When the sun blazes across Morocco’s solar farms and wind tears through its turbine corridors, the grid sometimes produces more electricity than it can use. That surplus either gets stored or gets wasted. On July 1, 2026, the World Bank approved $265 million to make sure Morocco picks the first option — financing the Ifahsa Pumped Hydropower Storage Project near Chefchaouen in the country’s north. The facility is being called one of the most significant pumped storage projects on the African continent, according to the World Bank.

How a Mountain Becomes a Battery

Two reversible pump-turbine units will push water uphill during surplus generation and release it through generators when demand spikes.

The concept is deceptively simple, like a Rube Goldberg machine that actually works. Two 150 MW reversible pump-turbine units will push water uphill when renewable output exceeds demand. When the grid needs power, that water drops back through the turbines and generates electricity. Connected to Morocco’s 400 kV transmission network, the 300 MW facility will absorb roughly 690 GWh of energy and generate about 550 GWh annually — an 80% round-trip efficiency rate, according to World Bank project documents. Without storage like this, surplus solar and wind power simply goes to waste.

  • 300 MW facility near Chefchaouen
  • At least 1 GW of new solar and wind capacity unlocked
  • 1.7 million tons of CO₂ avoided annually
  • 3 terawatt-hours of fossil fuel electricity replaced per year
  • Roughly 820 direct construction jobs annually
  • An estimated $1 billion in private investment expected to follow

The Bigger Picture (and the Awkward Timing)

The World Bank backed a landmark climate project the same week it dropped its own formal climate-lending targets.

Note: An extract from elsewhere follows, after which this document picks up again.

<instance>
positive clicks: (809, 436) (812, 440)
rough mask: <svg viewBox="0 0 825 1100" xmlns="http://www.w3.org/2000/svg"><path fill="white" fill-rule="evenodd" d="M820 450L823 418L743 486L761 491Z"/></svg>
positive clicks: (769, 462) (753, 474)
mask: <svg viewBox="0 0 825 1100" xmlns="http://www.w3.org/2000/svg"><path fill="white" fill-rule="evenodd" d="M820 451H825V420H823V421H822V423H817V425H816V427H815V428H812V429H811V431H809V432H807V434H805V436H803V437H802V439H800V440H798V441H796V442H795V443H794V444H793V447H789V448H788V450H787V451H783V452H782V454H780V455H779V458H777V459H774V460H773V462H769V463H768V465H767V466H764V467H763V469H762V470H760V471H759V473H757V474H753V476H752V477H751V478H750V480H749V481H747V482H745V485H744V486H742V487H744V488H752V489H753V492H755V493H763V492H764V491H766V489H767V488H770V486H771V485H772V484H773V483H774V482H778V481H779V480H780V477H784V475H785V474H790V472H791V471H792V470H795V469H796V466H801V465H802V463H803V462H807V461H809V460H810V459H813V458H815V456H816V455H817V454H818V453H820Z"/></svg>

Morocco’s national utility, ONEE (Office National de l’Électricité et de l’Eau potable), will implement the project with co-financing from the African Development Bank. For the average Moroccan household or business, this translates to a more reliable grid — fewer blackouts, steadier voltage, and the infrastructure backbone that attracts industrial investment.

The approval arrived the same week the World Bank announced it would retire its 45% climate-lending target, replacing it with a broader framework carrying no binding quotas, according to reporting on the institution’s climate finance policy shift. The contrast is worth noting plainly: a major climate-linked infrastructure commitment and a formal retreat from climate-lending accountability, in the same week.

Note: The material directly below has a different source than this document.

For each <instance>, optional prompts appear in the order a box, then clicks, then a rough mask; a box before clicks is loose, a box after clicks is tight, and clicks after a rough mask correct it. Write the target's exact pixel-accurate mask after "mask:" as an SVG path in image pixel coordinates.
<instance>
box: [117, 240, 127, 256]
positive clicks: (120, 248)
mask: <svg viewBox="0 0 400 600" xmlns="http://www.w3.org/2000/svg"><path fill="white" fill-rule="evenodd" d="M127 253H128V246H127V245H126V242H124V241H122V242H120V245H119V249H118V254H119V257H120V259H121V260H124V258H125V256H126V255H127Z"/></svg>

What Grid Storage Signals for Africa

Large-scale energy storage could determine whether the continent’s renewable ambitions survive contact with reality.

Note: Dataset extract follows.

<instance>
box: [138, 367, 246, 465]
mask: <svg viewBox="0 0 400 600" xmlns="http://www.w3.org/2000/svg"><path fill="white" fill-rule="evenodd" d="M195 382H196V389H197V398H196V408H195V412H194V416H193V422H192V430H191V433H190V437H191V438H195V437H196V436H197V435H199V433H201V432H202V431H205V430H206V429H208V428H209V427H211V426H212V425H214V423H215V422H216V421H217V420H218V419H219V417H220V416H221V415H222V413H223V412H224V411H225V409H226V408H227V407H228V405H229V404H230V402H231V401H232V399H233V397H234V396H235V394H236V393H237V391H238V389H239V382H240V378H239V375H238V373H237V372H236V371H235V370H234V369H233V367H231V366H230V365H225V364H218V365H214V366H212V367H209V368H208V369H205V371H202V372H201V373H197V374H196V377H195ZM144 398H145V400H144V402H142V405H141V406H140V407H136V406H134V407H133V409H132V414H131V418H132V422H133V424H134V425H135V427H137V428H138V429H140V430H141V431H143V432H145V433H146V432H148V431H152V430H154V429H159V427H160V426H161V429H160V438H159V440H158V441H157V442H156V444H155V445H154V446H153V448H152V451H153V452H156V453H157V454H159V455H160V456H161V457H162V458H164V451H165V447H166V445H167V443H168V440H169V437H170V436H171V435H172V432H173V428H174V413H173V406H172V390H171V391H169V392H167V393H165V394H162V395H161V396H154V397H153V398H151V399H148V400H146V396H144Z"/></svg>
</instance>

Grid-scale storage remains the missing piece for renewable energy across Africa. The Ifahsa project suggests the financing appetite exists — if the engineering delivers. Projects of this scale also signal to private capital that grid conditions are stabilizing, which is what draws industrial investment and downstream energy development. Whether more follows depends on whether this mountain battery performs as the project documents promise.